No.That is the view of Tibetan Buddhism which is heavily influenced by the indigenoius Bon religion. More conventionally, there is no “you” to be reincarned. See the Diamond Sutra. Westerners prefer this Tibetan version because it helps maintain their ego view of existence/.
“Heaven and hell are not a place but yet a state of existence.” As it is here on Earth. Since I was a child I always believed this to be true because it’s fair. Our actions determine what state of existence we end up in. That makes sense. It’s not a brainwashing cult with ideas that forbid free thinking. It simply states your actions determine your state of mind, not who or what you believe in as nobody truly knows.
(I by no means consider it infallible; but my comments are informed by modern knowledge, just as the ancient ones were)
Humans are known to be susceptible to some very basic and universal INTELLECTUAL fallacies; people of the pre-industrial era(s) had virtually no intellectual culture by which to develop their minds (and it would have been lethal to express critical thinking within earshot of a despot in, say, the Buddha’s society). The average citizen of the ancient world would present to us, in terms of pure intellectual functioning, as mildly mentally retarded (look up IQ range of 65-70)
One is magical thinking; another is anthropomorphisation. I also point to the then not-so-distant-in-the-past traditions of animism.
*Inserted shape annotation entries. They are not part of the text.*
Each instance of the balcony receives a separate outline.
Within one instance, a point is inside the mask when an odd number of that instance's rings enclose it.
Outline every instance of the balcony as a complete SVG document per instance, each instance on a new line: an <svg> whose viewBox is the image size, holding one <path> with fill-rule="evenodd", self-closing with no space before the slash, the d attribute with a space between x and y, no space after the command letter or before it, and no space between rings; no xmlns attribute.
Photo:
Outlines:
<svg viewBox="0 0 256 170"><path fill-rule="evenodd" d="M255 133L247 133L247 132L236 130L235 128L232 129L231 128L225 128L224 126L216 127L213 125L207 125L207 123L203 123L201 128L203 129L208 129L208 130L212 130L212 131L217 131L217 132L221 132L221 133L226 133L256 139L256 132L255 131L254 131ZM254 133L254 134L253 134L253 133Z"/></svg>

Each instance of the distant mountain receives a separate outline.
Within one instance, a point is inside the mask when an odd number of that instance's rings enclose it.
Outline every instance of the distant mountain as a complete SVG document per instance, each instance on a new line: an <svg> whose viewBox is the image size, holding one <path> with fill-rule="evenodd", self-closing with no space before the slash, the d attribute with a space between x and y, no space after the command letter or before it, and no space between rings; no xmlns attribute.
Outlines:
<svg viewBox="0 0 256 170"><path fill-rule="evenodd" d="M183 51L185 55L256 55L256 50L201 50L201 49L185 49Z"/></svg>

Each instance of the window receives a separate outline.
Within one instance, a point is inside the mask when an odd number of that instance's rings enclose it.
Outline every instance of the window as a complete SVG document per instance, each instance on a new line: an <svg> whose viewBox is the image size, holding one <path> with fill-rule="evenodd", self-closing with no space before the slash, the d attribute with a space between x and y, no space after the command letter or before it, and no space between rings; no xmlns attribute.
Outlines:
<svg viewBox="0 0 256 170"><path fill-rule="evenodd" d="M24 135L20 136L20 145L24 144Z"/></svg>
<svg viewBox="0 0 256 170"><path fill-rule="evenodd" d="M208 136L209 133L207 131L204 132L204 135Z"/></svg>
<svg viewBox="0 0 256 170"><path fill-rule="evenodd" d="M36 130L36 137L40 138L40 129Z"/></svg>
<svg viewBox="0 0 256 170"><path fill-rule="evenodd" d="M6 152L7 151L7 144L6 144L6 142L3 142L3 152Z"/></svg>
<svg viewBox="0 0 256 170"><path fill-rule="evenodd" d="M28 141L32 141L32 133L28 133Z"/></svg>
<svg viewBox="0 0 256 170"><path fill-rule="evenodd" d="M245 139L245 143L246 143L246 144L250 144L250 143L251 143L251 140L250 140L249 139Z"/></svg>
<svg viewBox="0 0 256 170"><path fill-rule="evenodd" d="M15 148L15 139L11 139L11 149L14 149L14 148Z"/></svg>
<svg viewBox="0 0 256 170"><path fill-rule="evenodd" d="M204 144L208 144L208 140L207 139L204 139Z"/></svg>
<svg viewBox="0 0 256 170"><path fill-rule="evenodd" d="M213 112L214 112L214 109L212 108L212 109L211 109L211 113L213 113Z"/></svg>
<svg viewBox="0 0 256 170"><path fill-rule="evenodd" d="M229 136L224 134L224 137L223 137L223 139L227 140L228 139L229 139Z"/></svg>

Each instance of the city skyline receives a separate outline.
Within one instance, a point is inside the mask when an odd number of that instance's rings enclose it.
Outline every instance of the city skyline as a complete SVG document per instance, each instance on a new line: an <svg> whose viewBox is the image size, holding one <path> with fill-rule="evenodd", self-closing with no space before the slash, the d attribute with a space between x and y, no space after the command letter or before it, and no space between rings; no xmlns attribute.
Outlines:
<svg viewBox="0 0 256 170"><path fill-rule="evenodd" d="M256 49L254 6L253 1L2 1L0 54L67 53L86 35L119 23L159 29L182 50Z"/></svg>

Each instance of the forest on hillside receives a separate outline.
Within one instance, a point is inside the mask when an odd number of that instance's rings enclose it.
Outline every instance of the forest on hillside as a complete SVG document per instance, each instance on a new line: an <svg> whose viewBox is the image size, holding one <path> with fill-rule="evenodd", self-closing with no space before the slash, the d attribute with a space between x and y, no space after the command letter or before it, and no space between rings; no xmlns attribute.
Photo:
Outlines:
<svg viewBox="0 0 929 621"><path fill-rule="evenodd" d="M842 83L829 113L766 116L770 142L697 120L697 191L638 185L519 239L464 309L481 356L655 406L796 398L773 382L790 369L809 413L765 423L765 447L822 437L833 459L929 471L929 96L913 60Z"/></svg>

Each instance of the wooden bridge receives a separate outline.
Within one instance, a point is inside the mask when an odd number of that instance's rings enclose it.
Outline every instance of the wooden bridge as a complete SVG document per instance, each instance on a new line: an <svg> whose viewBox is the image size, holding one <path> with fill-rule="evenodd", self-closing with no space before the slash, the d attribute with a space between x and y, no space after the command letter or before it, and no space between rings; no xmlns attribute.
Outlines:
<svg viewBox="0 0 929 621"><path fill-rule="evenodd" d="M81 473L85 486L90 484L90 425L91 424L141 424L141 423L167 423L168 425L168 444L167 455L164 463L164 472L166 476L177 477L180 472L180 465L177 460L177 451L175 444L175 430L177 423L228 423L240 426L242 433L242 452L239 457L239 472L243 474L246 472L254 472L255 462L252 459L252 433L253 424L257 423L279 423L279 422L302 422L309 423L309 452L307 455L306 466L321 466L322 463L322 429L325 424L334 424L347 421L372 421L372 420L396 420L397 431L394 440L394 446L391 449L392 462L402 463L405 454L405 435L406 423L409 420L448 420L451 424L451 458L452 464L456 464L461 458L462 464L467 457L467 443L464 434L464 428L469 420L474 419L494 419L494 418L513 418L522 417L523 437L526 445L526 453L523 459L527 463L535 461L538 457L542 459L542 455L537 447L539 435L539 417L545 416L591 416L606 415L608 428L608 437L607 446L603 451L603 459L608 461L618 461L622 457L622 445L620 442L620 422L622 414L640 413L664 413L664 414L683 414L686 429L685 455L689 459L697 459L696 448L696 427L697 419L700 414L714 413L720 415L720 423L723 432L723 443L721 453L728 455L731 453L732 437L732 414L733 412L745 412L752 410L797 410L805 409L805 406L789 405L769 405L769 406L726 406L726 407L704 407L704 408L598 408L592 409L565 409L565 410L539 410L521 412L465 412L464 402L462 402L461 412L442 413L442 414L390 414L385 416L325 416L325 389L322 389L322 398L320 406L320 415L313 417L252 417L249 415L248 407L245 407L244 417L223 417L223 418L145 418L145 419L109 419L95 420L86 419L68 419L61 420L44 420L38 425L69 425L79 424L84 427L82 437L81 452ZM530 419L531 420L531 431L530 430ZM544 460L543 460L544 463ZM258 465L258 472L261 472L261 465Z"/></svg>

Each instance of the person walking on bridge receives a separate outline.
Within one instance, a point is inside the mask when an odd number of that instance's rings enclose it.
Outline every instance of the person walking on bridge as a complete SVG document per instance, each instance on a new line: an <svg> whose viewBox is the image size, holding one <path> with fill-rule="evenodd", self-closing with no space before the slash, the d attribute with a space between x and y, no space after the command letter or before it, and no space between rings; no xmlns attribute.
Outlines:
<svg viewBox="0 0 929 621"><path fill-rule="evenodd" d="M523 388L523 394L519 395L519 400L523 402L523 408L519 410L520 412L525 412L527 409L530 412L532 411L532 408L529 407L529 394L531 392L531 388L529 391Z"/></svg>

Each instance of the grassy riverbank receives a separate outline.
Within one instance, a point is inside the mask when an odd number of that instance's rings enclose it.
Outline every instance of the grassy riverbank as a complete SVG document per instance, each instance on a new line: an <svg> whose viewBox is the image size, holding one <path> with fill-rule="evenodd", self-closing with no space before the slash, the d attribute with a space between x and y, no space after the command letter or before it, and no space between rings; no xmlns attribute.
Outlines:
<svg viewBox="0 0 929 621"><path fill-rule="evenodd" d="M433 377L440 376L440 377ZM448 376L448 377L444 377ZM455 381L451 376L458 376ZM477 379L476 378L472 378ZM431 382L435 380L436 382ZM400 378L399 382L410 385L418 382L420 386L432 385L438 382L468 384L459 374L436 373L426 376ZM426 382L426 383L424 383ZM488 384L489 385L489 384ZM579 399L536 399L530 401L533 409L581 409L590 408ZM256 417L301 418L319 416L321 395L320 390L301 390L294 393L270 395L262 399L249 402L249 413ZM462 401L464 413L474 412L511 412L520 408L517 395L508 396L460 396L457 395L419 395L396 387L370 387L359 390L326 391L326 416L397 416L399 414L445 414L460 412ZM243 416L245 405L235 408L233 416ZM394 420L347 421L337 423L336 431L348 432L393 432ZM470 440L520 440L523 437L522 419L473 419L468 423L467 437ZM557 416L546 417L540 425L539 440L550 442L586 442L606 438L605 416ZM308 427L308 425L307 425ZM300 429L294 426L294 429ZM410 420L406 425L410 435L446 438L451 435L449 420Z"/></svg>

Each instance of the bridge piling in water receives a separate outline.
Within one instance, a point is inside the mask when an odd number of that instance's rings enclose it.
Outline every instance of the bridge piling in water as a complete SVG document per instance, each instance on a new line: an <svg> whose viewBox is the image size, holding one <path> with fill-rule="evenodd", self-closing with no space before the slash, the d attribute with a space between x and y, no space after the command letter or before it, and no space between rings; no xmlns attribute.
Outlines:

Insects, dogs, birds, and monkeys are organically incapable of the experiences and especially the volitional actions of humans. It is preposterous to suggest that any amount of time or repetition of existence in the form of these organisms could have any equivalency to human fate. This is literally as absurd as suggesting that one could atone for an emotional transgression by doing pushups (sorry, Catholics). Similarly, a rat that is spending a life as a rat because a) it was a bad dog in a previous cycle; or b) because it was a particularly noble mosquito; has no capacity to appreciate its being in either case. I emphasize here that Buddhism links karma to volitional action. If that is what determines the karmic fate of humans, I am asking for some form of non-absurd expansion on the doctrine regarding the supposed transmigration of an insect soul to that of a human.